Por: POR FERNANDO MOLICA

CORREIO BASTIDORES | Lula ajuda a escalar time de Flávio Bolsonaro

Antonio Rueda e Ciro Nogueira, do União e do PP | Foto: Reprodução

No ofidiário onde vivem as maiores e mais venenosas cobras de Brasília, aposta-se pesado que União Brasil e PP vão entrar para fazer número na campanha presidencial de Flávio Bolsonaro (PL). Vestirão a camisa, mas sem deixá-la molhada de suor.

Isso, por um pacto de boa convivência com Lula (PT). Como não seria viável nem politicamente explicável o apoio desses dois partidos ao presidente, o melhor seria reforçar Flávio, o adversário favorito do presidente.

A tese ajuda a explicar a saída de Ronaldo Caiado, governador de Goiás, que trocou o União pelo PSD ao perceber a dificuldade que teria para viabilizar sua candidatura presidencial na antiga legenda.

 

Codevasf e Caixa

A existência de outras candidaturas de direita é até estimulada pelo bolsonarismo, já que dificultaria uma vitória de Lula no primeiro turno.

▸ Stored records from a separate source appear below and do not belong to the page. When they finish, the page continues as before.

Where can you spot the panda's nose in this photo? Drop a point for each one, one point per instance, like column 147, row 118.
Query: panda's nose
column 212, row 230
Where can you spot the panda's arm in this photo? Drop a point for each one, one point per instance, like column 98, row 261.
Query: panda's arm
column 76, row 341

União e PP têm cargos importantes na estrutura federal. Presidente da Codevasf (Companhia de Desenvolvimento dos Vales do São Francisco e do Parnaíba), Lucas Felipe de Oliveira foi indicado pelo presidente do Senado, Davi Alcolumbre (União). PP mantém diretorias na Caixa.

Em busca da vaga

Ronaldo Caiado anunciou ida para o PSD | Foto: Divulgação/Agência Cora Coralina

Ao notar que poderia ser rifado, Caiado tratou de mudar de partido para tentar viabilizar sua candidatura, um movimento acertado com o primogênito do ex-presidente Jair Bolsonaro.

A conversa foi confirmada ao Correio Bastidores pelo senador Rogério Marinho (PL-RN), que coordenará a a campanha presidencial de Flávio.

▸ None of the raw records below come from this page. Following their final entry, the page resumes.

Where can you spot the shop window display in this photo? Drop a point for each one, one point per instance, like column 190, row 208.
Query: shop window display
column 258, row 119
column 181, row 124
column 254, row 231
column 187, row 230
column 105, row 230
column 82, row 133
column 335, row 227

Caiado agora precisa vencer a disputa interna no PSD. Em tese, o favorito para ficar com a vaga de candidato a presidente é o governador do Paraná, Ratinho Junior.

Caminho de Ratinho

Caiado, porém, conta com a possibilidade de Ratinho, ligado ao presidente do partido, Gilberto Kassab, trocar a empreitada por uma candidatura ao Senado.

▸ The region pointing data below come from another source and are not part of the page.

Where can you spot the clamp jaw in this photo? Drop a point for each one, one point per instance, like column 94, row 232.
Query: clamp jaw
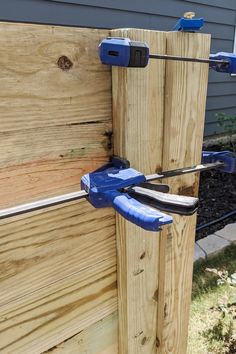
column 120, row 51
column 188, row 23
column 127, row 191
column 230, row 62
column 227, row 157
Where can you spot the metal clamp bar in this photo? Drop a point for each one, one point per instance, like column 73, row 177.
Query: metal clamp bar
column 195, row 60
column 41, row 204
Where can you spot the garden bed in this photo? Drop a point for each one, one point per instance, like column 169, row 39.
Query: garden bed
column 217, row 196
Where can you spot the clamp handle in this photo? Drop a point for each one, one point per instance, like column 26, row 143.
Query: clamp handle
column 138, row 213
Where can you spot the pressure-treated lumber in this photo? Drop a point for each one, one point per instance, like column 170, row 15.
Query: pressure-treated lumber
column 185, row 99
column 52, row 84
column 100, row 338
column 58, row 276
column 57, row 266
column 138, row 96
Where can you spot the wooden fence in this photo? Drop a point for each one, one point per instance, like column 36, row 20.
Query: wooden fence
column 58, row 273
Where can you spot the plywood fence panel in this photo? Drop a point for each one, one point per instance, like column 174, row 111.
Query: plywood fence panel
column 100, row 338
column 58, row 276
column 185, row 100
column 55, row 109
column 57, row 266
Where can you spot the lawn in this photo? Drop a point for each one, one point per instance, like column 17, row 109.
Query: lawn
column 212, row 328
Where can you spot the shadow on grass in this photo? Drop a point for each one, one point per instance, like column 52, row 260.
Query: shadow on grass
column 203, row 281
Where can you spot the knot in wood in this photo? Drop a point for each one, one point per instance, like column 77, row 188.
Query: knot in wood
column 64, row 63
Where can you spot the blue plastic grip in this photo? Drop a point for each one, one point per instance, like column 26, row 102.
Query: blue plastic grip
column 137, row 213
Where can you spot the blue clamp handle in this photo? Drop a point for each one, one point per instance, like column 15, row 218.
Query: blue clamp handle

O governador paranaense tem 44 anos e, portanto, muitas eleições a disputar e, no Senado, poderia conquistar uma visbilidade nacional. Já Caiado, com 76, sabe que 2026 pode ser sua última chance.

De saída

O MDB jogou a toalha em relação ao futuro eleitoral e partidiário da ministra do Planejamento, Simone Tebet, que concorreu pelo partido na eleição presidencial de 2022. Ao dizer que fará o que Lula achar mais adequado, ela sinalizou que trocará o Mato Grosso do Sul por São Paulo.

Alternativas

Ainda não está claro o que Lula vai preferir. Em tese, Simone tentaria o Senado, mas não está descartada a possibilidade de ela concorrer ao governo, provalmente pelo PSB (neste caso, o também ministro Márcio França abriria mão de disputar o cargo). Isto, se Fernando Haddad não for empurrado para a briga.

De bombachas

Boa parte do mundo jurídico se espantou com o discurso feito pelo ministro Edson Fachin. presidente do Supremo Tribunal Federal, na reabertura do Ano Judiciário. As indiretas quase diretas por ele desferidas na solenidade foram surpreendentes num universo tão cheio de rapapés e formalidades.

Os alvos

No centro do alvo ficou Dias Toffoli, que tanto tropeçou no caso do Master. Fachin disse que os ministros "respondem pelas escolhas que fazem". Sobrou também para o ministro Jhonatan de Jesus, do Tribunal de Contas da União, que também se enrolou na história do banco. Fachin criticou "a criação de soluções à margem das instituições".

Xandão

Alexandre de Moraes recebeu um discreto pito. Fachin fez um carinho no colega ao destacar o papel do STF na preservação da democracia. Mas frisou ser hora de ponderações e de autocorreção, de reconhecer a "tripartição real de poderes". De saber "ser forte o suficiente para não precisar fazer tudo".

Seguro

Ao anunciar publicamente a elaboração de uma proposta de um código de ética para a corte, Fachin constrangeu os ministros que, por baixo das togas, conspiravam contra a iniciativa. Ao delegar a relatoria para Cármen Lúcia, diminuiu as chances de a iniciativa ser sabotada dentro da própria corte.